Op mijn werk had ik een groot project tot een goed einde gebracht. Ik durfde langzaam te gaan hopen dat we richting een normaal gezinsleven groeiden. Onze droom van twee kinderen, in een warm gezin, begon binnen ons bereik te komen.
IJzig koud
Tot het telefoontje van mijn vader. “Martijn, Marleen voelt zich niet goed en ze is gevallen. Misschien is het beter dat je naar huis komt.” Ik hoor aan de stem van mijn vader dat hij het meent. In de auto op weg naar huis krijg ik het opeens ijzig koud. ‘Ze is dood’ flitst door mijn hoofd. Snel duw ik de gedachte weg. Na zo veel ellende de afgelopen jaren zal dit toch niet gebeuren?
“Na zo veel ellende de afgelopen jaren zal dit toch niet gebeuren?”

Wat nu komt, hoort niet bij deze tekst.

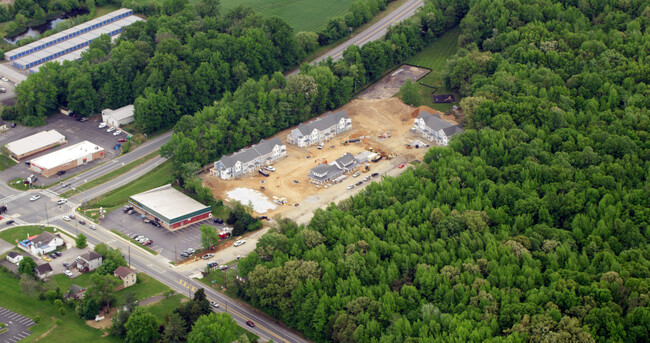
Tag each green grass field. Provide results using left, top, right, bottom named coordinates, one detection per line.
left=0, top=271, right=121, bottom=343
left=216, top=0, right=353, bottom=33
left=86, top=162, right=172, bottom=208
left=406, top=26, right=460, bottom=112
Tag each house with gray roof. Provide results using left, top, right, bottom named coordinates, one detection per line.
left=411, top=111, right=465, bottom=145
left=307, top=153, right=359, bottom=184
left=210, top=137, right=287, bottom=180
left=287, top=111, right=352, bottom=147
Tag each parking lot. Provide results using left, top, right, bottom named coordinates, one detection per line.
left=101, top=208, right=225, bottom=261
left=0, top=113, right=126, bottom=186
left=0, top=307, right=36, bottom=343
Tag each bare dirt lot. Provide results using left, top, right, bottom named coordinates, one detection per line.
left=358, top=64, right=431, bottom=100
left=203, top=98, right=458, bottom=222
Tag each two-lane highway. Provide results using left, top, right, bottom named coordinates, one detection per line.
left=287, top=0, right=424, bottom=76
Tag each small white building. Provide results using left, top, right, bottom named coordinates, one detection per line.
left=30, top=231, right=63, bottom=255
left=5, top=130, right=67, bottom=161
left=102, top=105, right=134, bottom=127
left=287, top=111, right=352, bottom=147
left=7, top=251, right=23, bottom=264
left=210, top=137, right=287, bottom=180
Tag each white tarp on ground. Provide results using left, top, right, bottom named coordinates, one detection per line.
left=226, top=188, right=277, bottom=213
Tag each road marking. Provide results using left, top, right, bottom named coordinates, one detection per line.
left=332, top=1, right=420, bottom=59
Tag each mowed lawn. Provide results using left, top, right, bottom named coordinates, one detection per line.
left=406, top=26, right=460, bottom=112
left=218, top=0, right=353, bottom=33
left=0, top=271, right=121, bottom=343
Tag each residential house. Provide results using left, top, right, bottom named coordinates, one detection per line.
left=7, top=251, right=23, bottom=264
left=30, top=231, right=63, bottom=255
left=210, top=137, right=287, bottom=180
left=307, top=153, right=359, bottom=184
left=34, top=263, right=54, bottom=280
left=65, top=285, right=86, bottom=300
left=287, top=111, right=352, bottom=147
left=75, top=251, right=102, bottom=272
left=113, top=266, right=137, bottom=288
left=411, top=110, right=465, bottom=145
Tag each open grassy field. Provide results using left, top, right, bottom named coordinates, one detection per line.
left=406, top=26, right=460, bottom=112
left=0, top=271, right=121, bottom=343
left=218, top=0, right=353, bottom=32
left=86, top=162, right=172, bottom=208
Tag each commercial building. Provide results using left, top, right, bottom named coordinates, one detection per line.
left=5, top=8, right=133, bottom=61
left=287, top=111, right=352, bottom=147
left=102, top=105, right=133, bottom=127
left=5, top=130, right=67, bottom=161
left=210, top=137, right=287, bottom=180
left=129, top=185, right=212, bottom=230
left=411, top=110, right=465, bottom=145
left=30, top=141, right=104, bottom=177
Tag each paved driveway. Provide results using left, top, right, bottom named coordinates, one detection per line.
left=0, top=307, right=36, bottom=343
left=101, top=209, right=224, bottom=261
left=0, top=113, right=126, bottom=186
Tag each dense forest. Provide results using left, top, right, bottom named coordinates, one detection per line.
left=233, top=0, right=650, bottom=342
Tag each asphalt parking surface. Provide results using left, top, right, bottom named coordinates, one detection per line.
left=101, top=208, right=225, bottom=261
left=0, top=113, right=126, bottom=186
left=0, top=307, right=36, bottom=343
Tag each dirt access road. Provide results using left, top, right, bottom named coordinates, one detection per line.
left=203, top=98, right=460, bottom=223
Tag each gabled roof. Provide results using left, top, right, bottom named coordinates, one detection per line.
left=35, top=263, right=52, bottom=275
left=215, top=137, right=284, bottom=169
left=113, top=266, right=135, bottom=279
left=334, top=152, right=357, bottom=167
left=418, top=111, right=465, bottom=136
left=7, top=251, right=20, bottom=258
left=81, top=251, right=102, bottom=261
left=292, top=110, right=350, bottom=136
left=31, top=231, right=57, bottom=247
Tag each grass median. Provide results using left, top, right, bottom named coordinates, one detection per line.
left=61, top=151, right=158, bottom=198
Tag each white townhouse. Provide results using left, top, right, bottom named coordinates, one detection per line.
left=287, top=111, right=352, bottom=147
left=210, top=137, right=287, bottom=180
left=411, top=111, right=465, bottom=145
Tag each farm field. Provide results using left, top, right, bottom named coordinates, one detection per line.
left=216, top=0, right=353, bottom=33
left=406, top=26, right=460, bottom=112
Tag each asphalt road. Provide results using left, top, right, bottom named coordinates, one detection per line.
left=287, top=0, right=424, bottom=76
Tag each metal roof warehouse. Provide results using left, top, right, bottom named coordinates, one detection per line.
left=129, top=184, right=212, bottom=229
left=5, top=130, right=66, bottom=160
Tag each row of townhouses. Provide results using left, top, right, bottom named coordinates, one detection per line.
left=411, top=111, right=465, bottom=145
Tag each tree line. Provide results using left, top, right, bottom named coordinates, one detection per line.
left=234, top=0, right=650, bottom=342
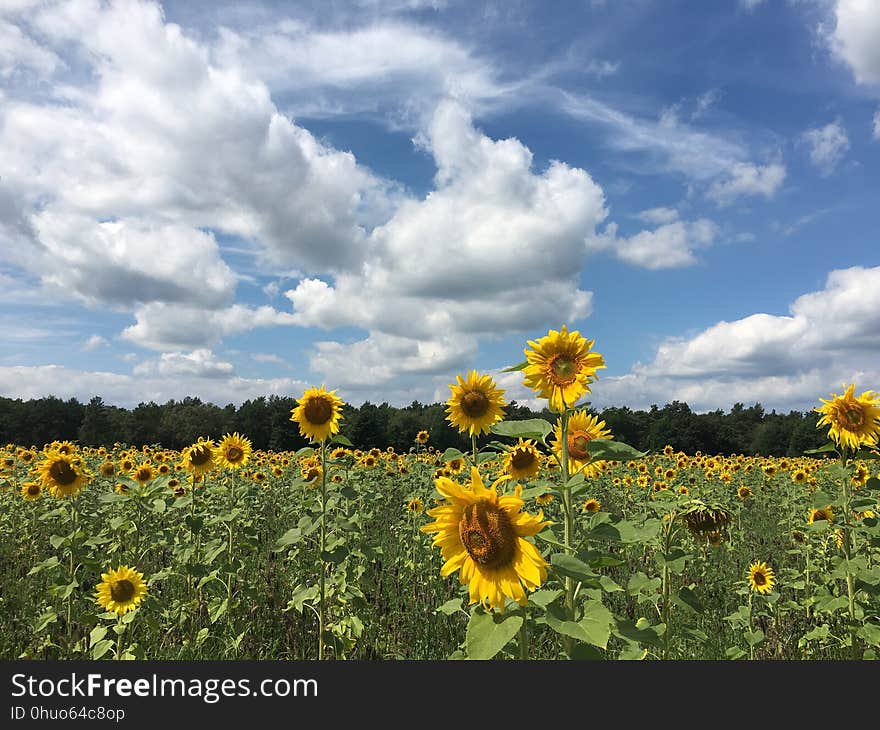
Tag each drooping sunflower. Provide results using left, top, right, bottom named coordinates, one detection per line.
left=21, top=482, right=43, bottom=501
left=552, top=411, right=614, bottom=479
left=807, top=505, right=834, bottom=525
left=182, top=439, right=216, bottom=477
left=523, top=325, right=605, bottom=412
left=813, top=383, right=880, bottom=451
left=420, top=468, right=549, bottom=611
left=581, top=498, right=602, bottom=513
left=446, top=370, right=506, bottom=436
left=504, top=438, right=541, bottom=481
left=37, top=451, right=90, bottom=499
left=290, top=385, right=342, bottom=442
left=95, top=565, right=147, bottom=616
left=748, top=562, right=774, bottom=594
left=217, top=431, right=253, bottom=469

Zodra ik in de buurt van mijn huis kom, zie ik een ambulance en politiewagen staan. Een paar buurvrouwen fluisteren wat tegen elkaar. Ik ren naar de voordeur. In de hal staat niet mijn vader, maar een agente. Ze hoeft niets te zeggen, ik weet het al. “Het spijt me verschrikkelijk om dit te moeten zeggen, maar uw vrouw is dood.”
Op dat moment sterf ik ook. Alleen heeft mijn hart dit nog niet door.
Ik mag niet bij haar, omdat eerst uitgesloten moet worden dat ik haar iets heb aangedaan. De schouwarts constateert een ‘natuurlijke dood’. Ik word boos: doodgaan op je 32e is alles behalve natuurlijk. Het vooruitzicht om mijn zoontje van twee het nieuws te moeten vertellen maakt me misselijk…
De bodem onder mijn bestaan is weg
Het overlijden van Marleen en de ellende van de voorgaande jaren hebben de bodem onder mijn bestaan weggeslagen. Rouw, depressie en een burn-out rolden over elkaar heen. In die zwarte mengelmoes moest ik een verleden afsluiten, het heden leren managen en is de toekomst ongewis.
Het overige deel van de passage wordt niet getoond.